Led by Singapore Finance Minister Heng Swee Keat at the World Bank Singapore Infrastructure Finance Summit, they called for a collective effort, which would be more efficient in meeting international investors' concerns.
While Asean countries have been successful in tapping the private capital market for infrastructure financing, it is also time to step up, said Mr Heng, the keynote speaker.
Last year, Indonesia's second biggest power producer, PT Paiton Energy's US$2 billion (S$ 2.6 billion) project finance bond attracted some US$9 billion orders. "The opportunity set is large but much work is needed to mainstream Asean infrastructure financing as an asset class,"he said.
The Asian Development Bank estimates Asean's infrastructure investment needs from 2016 to 2030 will total US$2.8 trillion.
Asean needs to increase the visibility of its investment opportunities and projects, he said, and promote itself as an investment bloc.
In the energy sector, there are about 77 renewable energy projects in hydro, solar, wind, geothermal and biomass. There are tremendous opportunities as demand for electricity in Asean is expected to grow.

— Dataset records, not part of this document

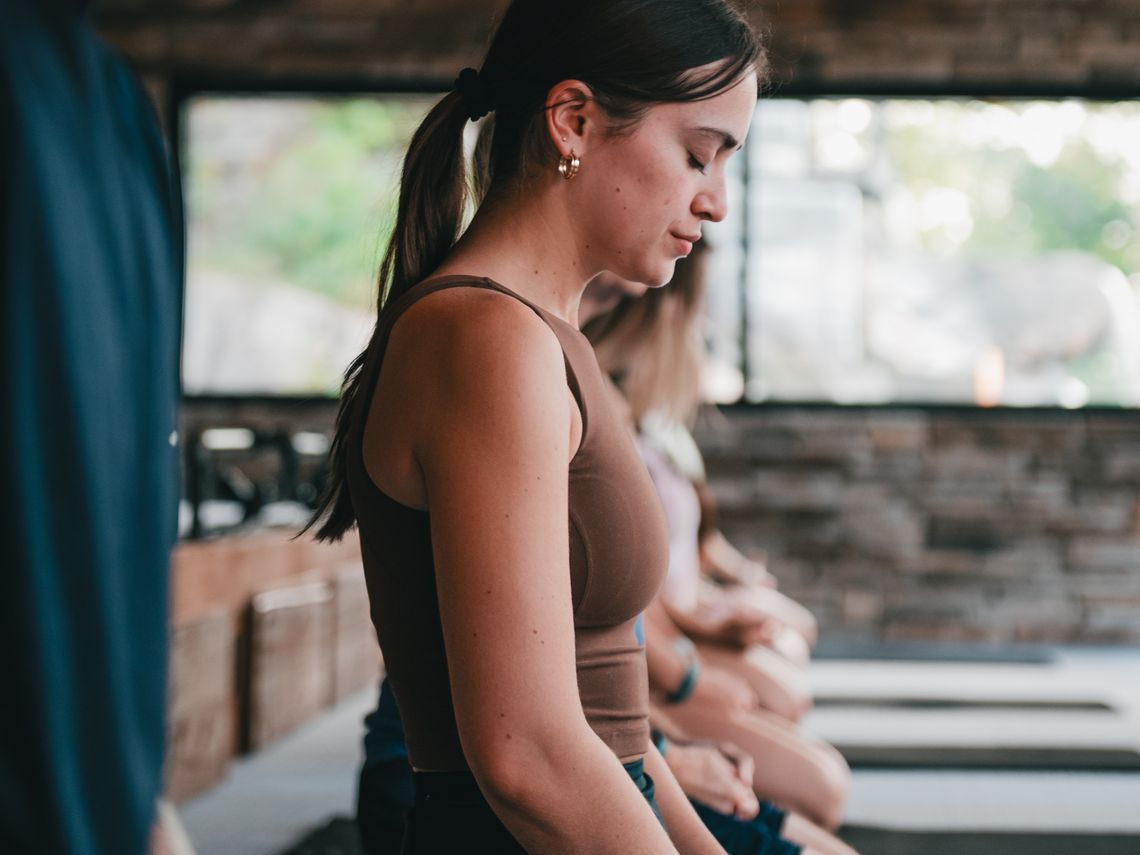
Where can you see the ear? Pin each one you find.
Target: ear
(572, 116)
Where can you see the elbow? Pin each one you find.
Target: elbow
(512, 772)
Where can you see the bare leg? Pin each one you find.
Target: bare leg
(792, 646)
(792, 770)
(780, 686)
(780, 607)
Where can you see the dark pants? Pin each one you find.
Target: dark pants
(439, 812)
(385, 795)
(759, 836)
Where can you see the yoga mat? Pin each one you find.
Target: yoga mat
(957, 757)
(882, 841)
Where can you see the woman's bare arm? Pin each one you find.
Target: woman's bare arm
(494, 448)
(686, 830)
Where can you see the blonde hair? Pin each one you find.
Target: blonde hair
(652, 344)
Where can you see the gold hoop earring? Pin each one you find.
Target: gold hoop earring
(569, 165)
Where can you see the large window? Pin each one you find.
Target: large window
(290, 200)
(879, 250)
(950, 251)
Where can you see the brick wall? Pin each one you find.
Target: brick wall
(813, 42)
(889, 523)
(977, 526)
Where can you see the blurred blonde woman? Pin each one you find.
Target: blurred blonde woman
(725, 659)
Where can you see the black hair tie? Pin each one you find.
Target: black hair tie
(477, 97)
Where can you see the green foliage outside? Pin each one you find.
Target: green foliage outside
(317, 210)
(1073, 203)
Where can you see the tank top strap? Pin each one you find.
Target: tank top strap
(570, 339)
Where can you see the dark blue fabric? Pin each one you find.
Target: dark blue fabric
(744, 837)
(383, 730)
(90, 295)
(388, 790)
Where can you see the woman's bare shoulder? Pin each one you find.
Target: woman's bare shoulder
(470, 330)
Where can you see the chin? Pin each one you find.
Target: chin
(657, 275)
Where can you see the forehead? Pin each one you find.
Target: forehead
(726, 113)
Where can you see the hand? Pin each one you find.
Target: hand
(737, 624)
(723, 691)
(707, 774)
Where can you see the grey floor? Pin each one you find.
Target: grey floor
(1086, 700)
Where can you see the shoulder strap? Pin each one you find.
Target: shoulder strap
(391, 314)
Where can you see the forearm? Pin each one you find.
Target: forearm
(572, 796)
(686, 830)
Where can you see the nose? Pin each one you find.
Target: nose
(711, 202)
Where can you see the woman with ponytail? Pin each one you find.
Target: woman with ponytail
(509, 531)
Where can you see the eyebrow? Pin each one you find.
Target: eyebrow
(727, 139)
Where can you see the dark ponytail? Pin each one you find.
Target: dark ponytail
(433, 192)
(633, 54)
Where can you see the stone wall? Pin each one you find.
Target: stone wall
(957, 524)
(897, 523)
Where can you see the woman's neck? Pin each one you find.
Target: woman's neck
(526, 243)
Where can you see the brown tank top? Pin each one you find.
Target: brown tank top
(618, 560)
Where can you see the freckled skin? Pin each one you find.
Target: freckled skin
(661, 193)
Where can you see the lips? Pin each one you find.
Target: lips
(684, 243)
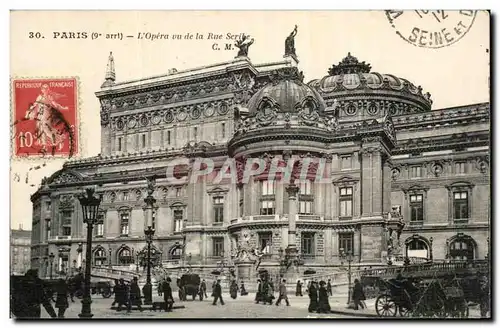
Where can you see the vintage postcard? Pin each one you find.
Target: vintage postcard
(250, 164)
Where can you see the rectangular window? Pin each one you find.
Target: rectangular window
(268, 187)
(267, 207)
(66, 231)
(218, 246)
(305, 187)
(416, 208)
(416, 172)
(345, 162)
(265, 242)
(345, 202)
(178, 220)
(218, 202)
(305, 207)
(460, 168)
(99, 228)
(124, 224)
(460, 206)
(307, 243)
(346, 242)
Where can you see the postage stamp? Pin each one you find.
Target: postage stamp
(45, 118)
(431, 28)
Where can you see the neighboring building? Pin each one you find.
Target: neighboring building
(20, 247)
(404, 179)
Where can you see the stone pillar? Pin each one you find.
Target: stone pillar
(292, 191)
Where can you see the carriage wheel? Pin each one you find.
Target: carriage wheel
(405, 311)
(386, 306)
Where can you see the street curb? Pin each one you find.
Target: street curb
(356, 314)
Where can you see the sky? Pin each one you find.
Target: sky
(455, 75)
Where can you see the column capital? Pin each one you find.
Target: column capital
(292, 190)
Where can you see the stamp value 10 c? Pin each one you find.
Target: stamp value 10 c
(45, 117)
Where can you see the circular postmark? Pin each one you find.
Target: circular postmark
(431, 28)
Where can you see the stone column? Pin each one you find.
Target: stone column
(292, 191)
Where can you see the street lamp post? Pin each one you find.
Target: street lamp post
(347, 257)
(148, 288)
(431, 256)
(90, 207)
(109, 262)
(51, 259)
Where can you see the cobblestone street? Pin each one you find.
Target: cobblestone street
(242, 307)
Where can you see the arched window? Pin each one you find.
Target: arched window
(100, 256)
(175, 252)
(461, 248)
(125, 256)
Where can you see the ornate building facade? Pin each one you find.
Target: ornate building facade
(402, 179)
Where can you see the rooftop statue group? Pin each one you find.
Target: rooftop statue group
(244, 44)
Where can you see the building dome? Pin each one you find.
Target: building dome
(354, 78)
(286, 93)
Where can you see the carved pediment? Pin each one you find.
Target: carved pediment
(65, 177)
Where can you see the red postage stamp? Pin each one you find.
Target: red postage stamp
(45, 117)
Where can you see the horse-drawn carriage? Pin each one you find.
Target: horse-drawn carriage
(421, 298)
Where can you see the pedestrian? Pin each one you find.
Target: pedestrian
(27, 295)
(167, 295)
(115, 291)
(203, 288)
(483, 294)
(313, 297)
(62, 298)
(243, 291)
(258, 294)
(135, 296)
(298, 289)
(323, 303)
(283, 293)
(233, 289)
(160, 287)
(218, 293)
(121, 295)
(358, 295)
(71, 289)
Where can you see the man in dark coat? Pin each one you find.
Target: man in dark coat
(258, 294)
(27, 295)
(218, 293)
(115, 291)
(313, 297)
(121, 295)
(323, 303)
(167, 295)
(62, 298)
(358, 295)
(203, 288)
(329, 287)
(135, 295)
(283, 294)
(298, 289)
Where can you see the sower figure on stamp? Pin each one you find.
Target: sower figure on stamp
(283, 294)
(42, 112)
(218, 293)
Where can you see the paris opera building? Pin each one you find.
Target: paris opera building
(403, 180)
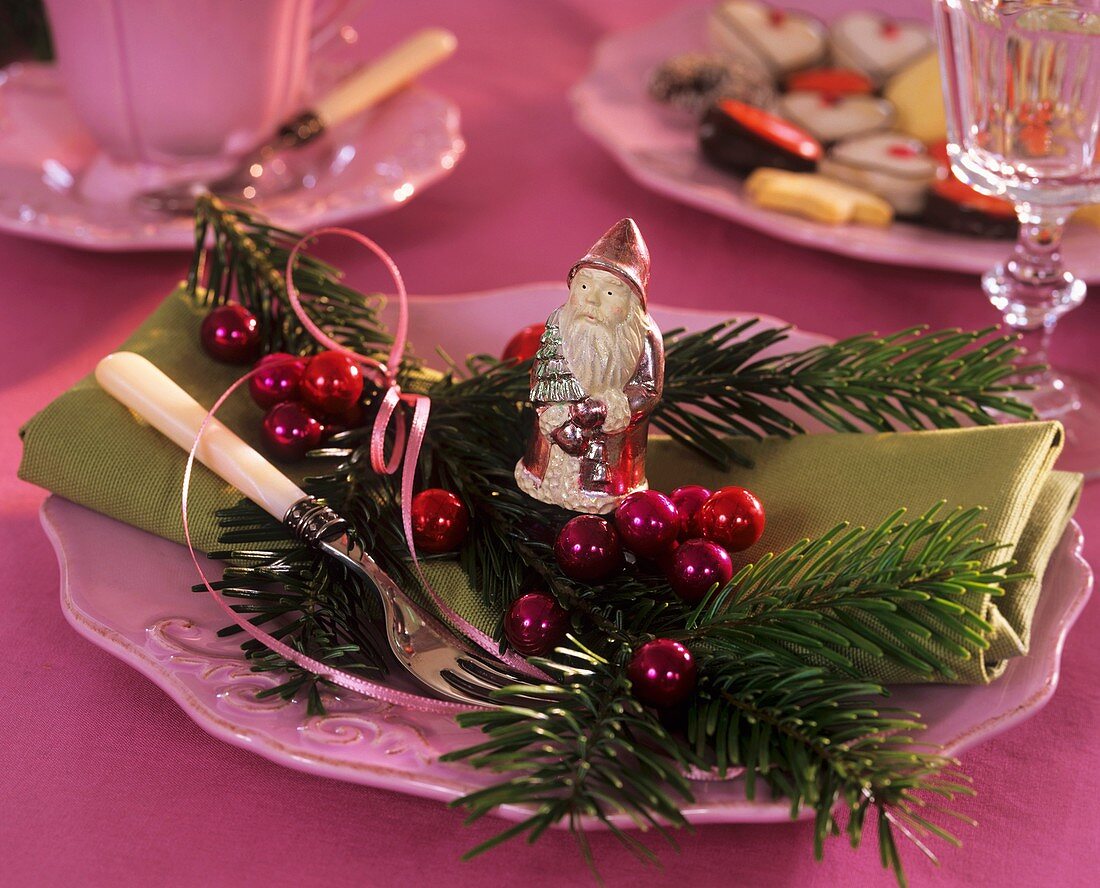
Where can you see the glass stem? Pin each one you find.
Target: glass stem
(1035, 270)
(1032, 291)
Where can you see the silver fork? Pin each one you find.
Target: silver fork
(442, 664)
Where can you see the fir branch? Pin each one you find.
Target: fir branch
(239, 254)
(719, 384)
(898, 591)
(821, 741)
(589, 749)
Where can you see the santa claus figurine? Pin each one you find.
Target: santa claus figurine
(596, 377)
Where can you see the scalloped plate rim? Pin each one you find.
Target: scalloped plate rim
(113, 642)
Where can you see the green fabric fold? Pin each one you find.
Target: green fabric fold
(88, 448)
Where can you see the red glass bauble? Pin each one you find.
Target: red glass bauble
(697, 566)
(689, 500)
(440, 521)
(276, 380)
(589, 549)
(231, 333)
(523, 346)
(662, 672)
(535, 624)
(733, 517)
(289, 430)
(648, 523)
(332, 383)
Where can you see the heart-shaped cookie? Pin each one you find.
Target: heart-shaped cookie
(891, 165)
(877, 44)
(832, 118)
(776, 40)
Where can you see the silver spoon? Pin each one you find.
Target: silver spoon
(366, 87)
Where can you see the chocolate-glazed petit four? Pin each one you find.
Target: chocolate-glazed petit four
(893, 166)
(738, 136)
(831, 118)
(773, 40)
(954, 206)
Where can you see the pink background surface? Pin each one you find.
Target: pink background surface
(108, 782)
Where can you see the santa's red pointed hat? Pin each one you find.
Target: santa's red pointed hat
(623, 252)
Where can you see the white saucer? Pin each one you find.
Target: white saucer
(367, 165)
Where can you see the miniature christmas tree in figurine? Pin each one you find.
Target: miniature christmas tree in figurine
(597, 375)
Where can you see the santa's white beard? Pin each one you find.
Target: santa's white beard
(603, 358)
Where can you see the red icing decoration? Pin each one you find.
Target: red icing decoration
(773, 129)
(958, 192)
(902, 151)
(834, 81)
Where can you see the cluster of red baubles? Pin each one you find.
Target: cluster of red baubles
(688, 535)
(306, 399)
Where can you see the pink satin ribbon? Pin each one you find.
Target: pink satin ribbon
(385, 376)
(338, 677)
(411, 439)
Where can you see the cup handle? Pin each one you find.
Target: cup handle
(330, 15)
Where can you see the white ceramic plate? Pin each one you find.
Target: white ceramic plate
(370, 164)
(150, 620)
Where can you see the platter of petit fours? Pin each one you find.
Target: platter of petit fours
(832, 135)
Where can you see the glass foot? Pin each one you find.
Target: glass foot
(1029, 304)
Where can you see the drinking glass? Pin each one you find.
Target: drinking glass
(1022, 91)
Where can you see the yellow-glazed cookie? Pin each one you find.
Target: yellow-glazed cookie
(919, 100)
(816, 197)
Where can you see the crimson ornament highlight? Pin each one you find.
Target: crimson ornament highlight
(689, 500)
(230, 333)
(589, 549)
(733, 517)
(662, 672)
(277, 379)
(332, 383)
(535, 624)
(440, 521)
(696, 567)
(648, 523)
(290, 430)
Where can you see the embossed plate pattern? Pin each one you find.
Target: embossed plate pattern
(156, 625)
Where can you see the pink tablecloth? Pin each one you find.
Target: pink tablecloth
(108, 782)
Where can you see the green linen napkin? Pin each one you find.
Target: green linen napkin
(88, 448)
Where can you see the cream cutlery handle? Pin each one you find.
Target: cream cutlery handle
(151, 394)
(386, 75)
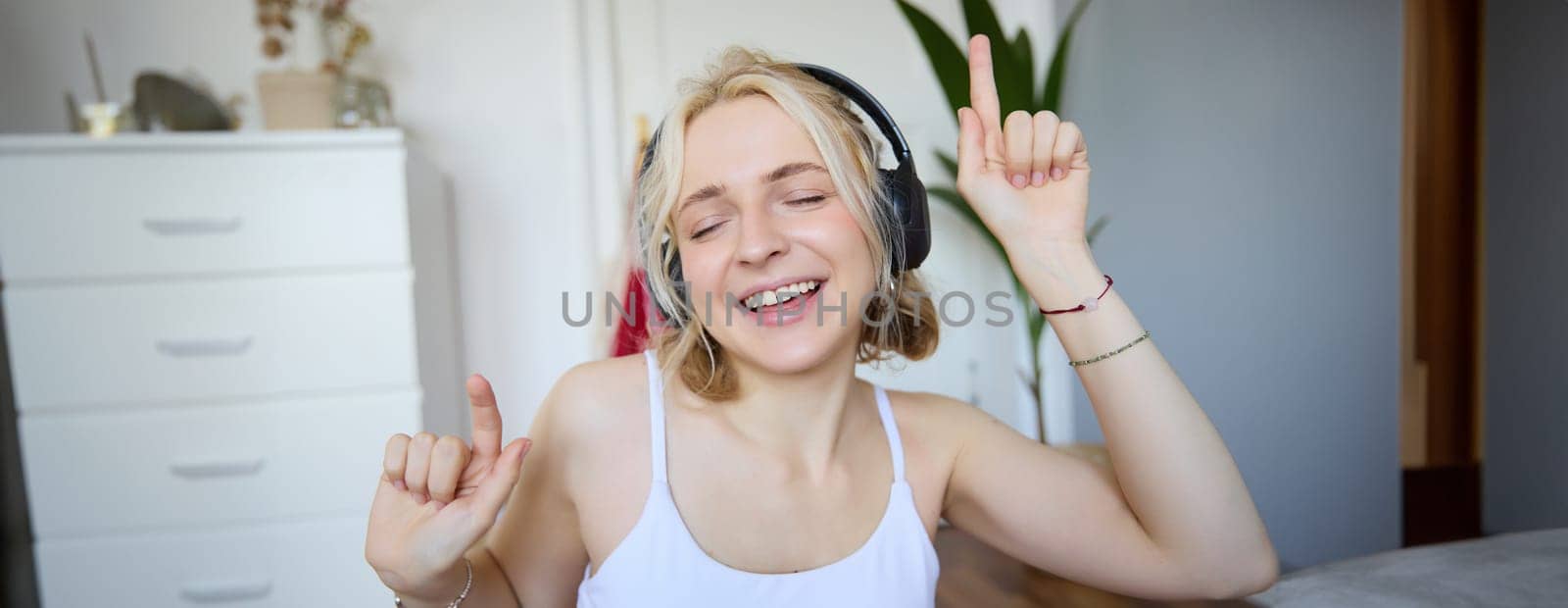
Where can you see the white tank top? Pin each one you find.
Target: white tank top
(661, 565)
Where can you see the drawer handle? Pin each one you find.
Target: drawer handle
(226, 591)
(204, 348)
(198, 471)
(192, 226)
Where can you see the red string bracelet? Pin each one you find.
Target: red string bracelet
(1089, 303)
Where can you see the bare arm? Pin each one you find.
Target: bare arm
(1176, 521)
(533, 553)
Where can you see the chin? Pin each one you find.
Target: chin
(788, 354)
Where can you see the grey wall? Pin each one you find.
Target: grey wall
(1250, 154)
(1526, 284)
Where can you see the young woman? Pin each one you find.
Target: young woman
(742, 463)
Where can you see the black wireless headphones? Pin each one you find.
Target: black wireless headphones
(901, 183)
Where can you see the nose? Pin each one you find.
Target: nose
(760, 238)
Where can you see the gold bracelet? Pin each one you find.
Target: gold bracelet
(1112, 353)
(462, 596)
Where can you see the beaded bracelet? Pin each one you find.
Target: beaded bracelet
(463, 596)
(1089, 303)
(1112, 353)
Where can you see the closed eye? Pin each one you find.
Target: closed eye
(819, 198)
(794, 202)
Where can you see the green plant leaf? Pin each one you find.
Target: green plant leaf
(1004, 60)
(948, 163)
(1026, 58)
(948, 58)
(1051, 97)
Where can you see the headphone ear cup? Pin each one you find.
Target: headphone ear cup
(906, 196)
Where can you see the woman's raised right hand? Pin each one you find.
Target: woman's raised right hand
(436, 497)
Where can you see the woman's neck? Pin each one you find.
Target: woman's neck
(797, 417)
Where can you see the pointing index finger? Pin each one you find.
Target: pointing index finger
(486, 417)
(982, 88)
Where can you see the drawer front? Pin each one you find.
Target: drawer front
(153, 342)
(209, 464)
(316, 563)
(172, 212)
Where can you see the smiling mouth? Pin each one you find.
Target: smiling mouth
(781, 298)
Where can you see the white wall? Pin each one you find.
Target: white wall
(1249, 152)
(1526, 89)
(483, 88)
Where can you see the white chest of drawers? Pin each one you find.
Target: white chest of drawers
(211, 337)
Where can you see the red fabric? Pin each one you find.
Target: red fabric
(631, 334)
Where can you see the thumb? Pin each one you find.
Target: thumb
(971, 144)
(502, 479)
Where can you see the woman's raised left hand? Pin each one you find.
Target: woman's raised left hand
(1026, 176)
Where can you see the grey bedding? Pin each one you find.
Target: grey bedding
(1520, 569)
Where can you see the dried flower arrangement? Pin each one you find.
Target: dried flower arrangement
(342, 33)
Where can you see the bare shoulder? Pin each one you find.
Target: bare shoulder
(935, 430)
(937, 417)
(596, 397)
(596, 416)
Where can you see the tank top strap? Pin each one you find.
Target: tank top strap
(893, 432)
(656, 416)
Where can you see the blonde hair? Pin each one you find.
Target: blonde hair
(851, 152)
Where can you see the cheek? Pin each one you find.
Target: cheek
(844, 241)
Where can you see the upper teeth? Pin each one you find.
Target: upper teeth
(780, 295)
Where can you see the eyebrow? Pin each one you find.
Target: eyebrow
(712, 190)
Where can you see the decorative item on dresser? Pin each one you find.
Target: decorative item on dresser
(211, 337)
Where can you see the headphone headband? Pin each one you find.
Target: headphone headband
(902, 185)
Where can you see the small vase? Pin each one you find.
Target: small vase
(295, 99)
(361, 102)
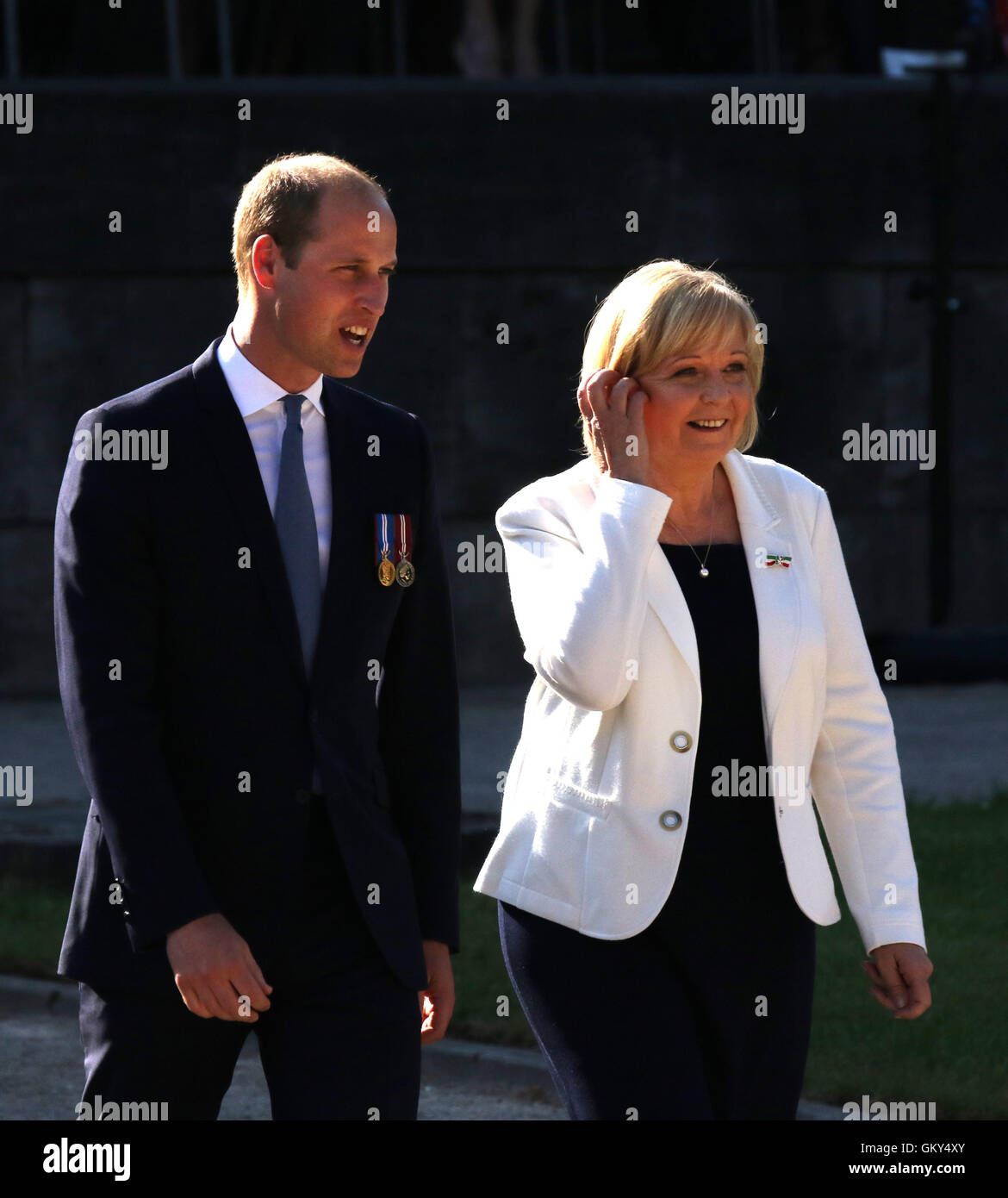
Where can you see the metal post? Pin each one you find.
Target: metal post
(172, 39)
(224, 52)
(11, 39)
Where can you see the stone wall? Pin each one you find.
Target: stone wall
(523, 222)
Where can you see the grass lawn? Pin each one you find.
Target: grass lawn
(955, 1056)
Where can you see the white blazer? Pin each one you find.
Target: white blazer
(588, 826)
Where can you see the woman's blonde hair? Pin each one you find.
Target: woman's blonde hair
(661, 309)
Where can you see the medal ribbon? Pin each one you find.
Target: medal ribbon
(383, 522)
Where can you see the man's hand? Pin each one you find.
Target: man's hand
(900, 974)
(437, 1001)
(215, 970)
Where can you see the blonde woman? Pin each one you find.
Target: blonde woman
(701, 679)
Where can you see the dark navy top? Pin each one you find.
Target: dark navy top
(727, 833)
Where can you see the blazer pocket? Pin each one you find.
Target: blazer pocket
(570, 795)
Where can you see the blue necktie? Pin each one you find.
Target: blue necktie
(295, 518)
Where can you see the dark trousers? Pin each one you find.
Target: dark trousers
(703, 1015)
(341, 1039)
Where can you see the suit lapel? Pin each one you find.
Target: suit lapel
(227, 440)
(347, 452)
(775, 589)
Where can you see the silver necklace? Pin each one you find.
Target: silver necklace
(704, 571)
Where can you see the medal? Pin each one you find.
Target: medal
(405, 573)
(393, 546)
(386, 568)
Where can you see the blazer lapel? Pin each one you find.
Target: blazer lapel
(775, 590)
(347, 453)
(775, 587)
(227, 440)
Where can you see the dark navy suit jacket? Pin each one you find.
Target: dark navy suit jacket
(187, 701)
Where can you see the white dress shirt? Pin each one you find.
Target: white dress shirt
(261, 402)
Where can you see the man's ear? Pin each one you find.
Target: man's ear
(264, 260)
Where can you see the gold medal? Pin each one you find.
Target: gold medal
(386, 573)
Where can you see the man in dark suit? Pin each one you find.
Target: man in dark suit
(258, 670)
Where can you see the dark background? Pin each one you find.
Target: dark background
(523, 222)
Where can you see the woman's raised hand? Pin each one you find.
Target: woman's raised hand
(614, 410)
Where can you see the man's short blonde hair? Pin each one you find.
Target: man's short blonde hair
(661, 309)
(283, 200)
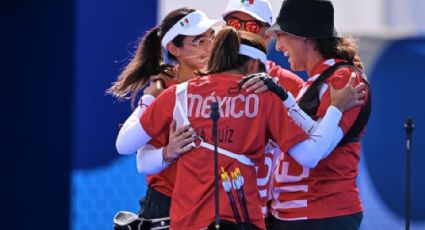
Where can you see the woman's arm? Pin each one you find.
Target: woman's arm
(151, 160)
(132, 135)
(325, 134)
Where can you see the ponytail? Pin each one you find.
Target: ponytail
(225, 51)
(343, 48)
(147, 61)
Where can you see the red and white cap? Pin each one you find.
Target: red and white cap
(192, 24)
(259, 9)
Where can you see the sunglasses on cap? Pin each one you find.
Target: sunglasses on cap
(252, 26)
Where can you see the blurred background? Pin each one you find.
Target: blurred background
(59, 166)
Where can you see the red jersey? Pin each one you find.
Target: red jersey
(293, 84)
(247, 122)
(286, 78)
(329, 189)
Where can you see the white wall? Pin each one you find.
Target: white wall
(366, 17)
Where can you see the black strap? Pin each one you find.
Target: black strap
(310, 102)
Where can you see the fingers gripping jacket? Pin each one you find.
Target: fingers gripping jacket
(271, 85)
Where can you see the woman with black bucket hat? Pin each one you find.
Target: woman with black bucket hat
(326, 196)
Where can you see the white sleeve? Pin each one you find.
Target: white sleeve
(132, 136)
(309, 152)
(298, 115)
(149, 160)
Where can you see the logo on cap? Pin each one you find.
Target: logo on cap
(184, 22)
(247, 2)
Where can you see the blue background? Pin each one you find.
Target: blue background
(59, 167)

In transport, rapid urbanisation and increased mobility have raised demand for infrastructure and more efficient networks. There are 219 road and bridge projects in the pipeline.
Mr Heng said Asean has to improve the bankability of its infrastructure projects. "The goal is to draw in private sector participation on projects that provide reasonable returns with reduced project volatility," he said.
Where the expected revenue may not cover costs fully, governments can step in to increase a project's bankability, by providing co-funding, raising user charges, or extracting additional funding from value created from the project.
Where there are sufficient revenues to cover the cost but exposure to certain risks remains high, risk mitigating measures such as government guarantees and credit enhancements can come into play.
Multilateral development banks can play a role too, he said, citing the World Bank International Finance Corporation Managed Co-Lending Portfolio Program. The programme facilitates the participation of institutional investors in infrastructure by allowing them to invest in infrastructure loans.
Mr Heng also called for standardised documentation, to provide greater assurance to investors in appropriately drafted public private partnership contractual provisions.